Rudolf Nureyev and Margot Fonteyn, the perfect partnership

“At the end of Swan Lake, when she left the stage
in her great white tutu
I would have followed her to the end of the world.”

Rudolf Nureyev

Rudolf Noureev et Margot Fonteyn

In 1961, Nureyev was invited to make his London debut at the annual gala organised by Margot Fonteyn for the Royal Academy of Dancing. He asked to dance Spectre de la Rose with her but she was already committed to do this with John Gilpin, and anyway was not sure how well she and “this young Russian” would suit each other. Nureyev therefore danced Black Swan with Hightower and a solo, Poème tragique, made for him by Frederick Ashton.

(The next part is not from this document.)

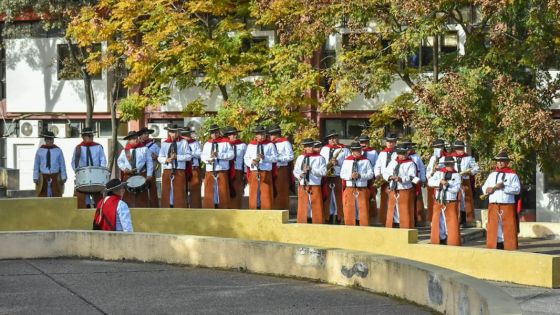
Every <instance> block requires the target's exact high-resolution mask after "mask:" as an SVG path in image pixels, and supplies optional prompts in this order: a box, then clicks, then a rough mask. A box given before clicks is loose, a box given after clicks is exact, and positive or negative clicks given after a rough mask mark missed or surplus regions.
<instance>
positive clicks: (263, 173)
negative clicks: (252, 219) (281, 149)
mask: <svg viewBox="0 0 560 315" xmlns="http://www.w3.org/2000/svg"><path fill="white" fill-rule="evenodd" d="M253 132H254V133H255V134H256V136H255V139H254V140H253V141H251V143H249V145H248V146H247V151H246V152H245V157H244V160H245V165H246V166H247V167H248V168H249V170H248V177H249V208H250V209H272V206H273V205H272V202H273V199H274V198H273V191H272V190H273V189H272V164H273V163H277V161H278V154H277V153H276V149H274V145H273V144H272V143H271V142H270V141H268V140H266V129H265V128H264V127H262V126H258V127H257V128H255V130H254V131H253Z"/></svg>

The gala led the Royal Ballet to invite him to dance Giselle with Fonteyn the next season, also Swan Lake, the Don Quixote pas de deux, Les Sylphides and Sleeping Beauty with guest ballerinas Sonia Arova and Yvette Chauviré. Between whiles, Nureyev also danced with Bruhn, Arova and Hightower in Cannes and Paris, performing pieces created or staged by the two men, and he made his New York debut on television (substituting for the injured Bruhn in Bournonville’s Flower Festival at Genzano duet with Tallchief), then on stage with Ruth Page’s Chicago Opera Ballet.

Thus was laid the groundwork for his subsequent career: a lasting link with the Royal Ballet, frequent appearances with other companies, the beginning of his activities as producer and choreographer, and perhaps above all his partnership with Fonteyn. Both of them danced with many other partners who almost always looked better in consequence, but they were most proud of what they achieved together. He at 23 gave her at 42 a new burst of energy and understanding; she inspired him and helped him settle down.

Each learned a lot from the other and danced at their very best together. He greatly wanted to dance with her in Leningrad and show what they achieved (unfortunately by the time he was allowed to dance there she had retired and he was far past his best). His explanation of their extraordinary success was “It’s not her, it’s not me, it’s the sameness of the goal”.

People were so eager to see them together that their agent charged far more for them as a pair than the sum of their already high individual fees. They remained lifelong close friends too.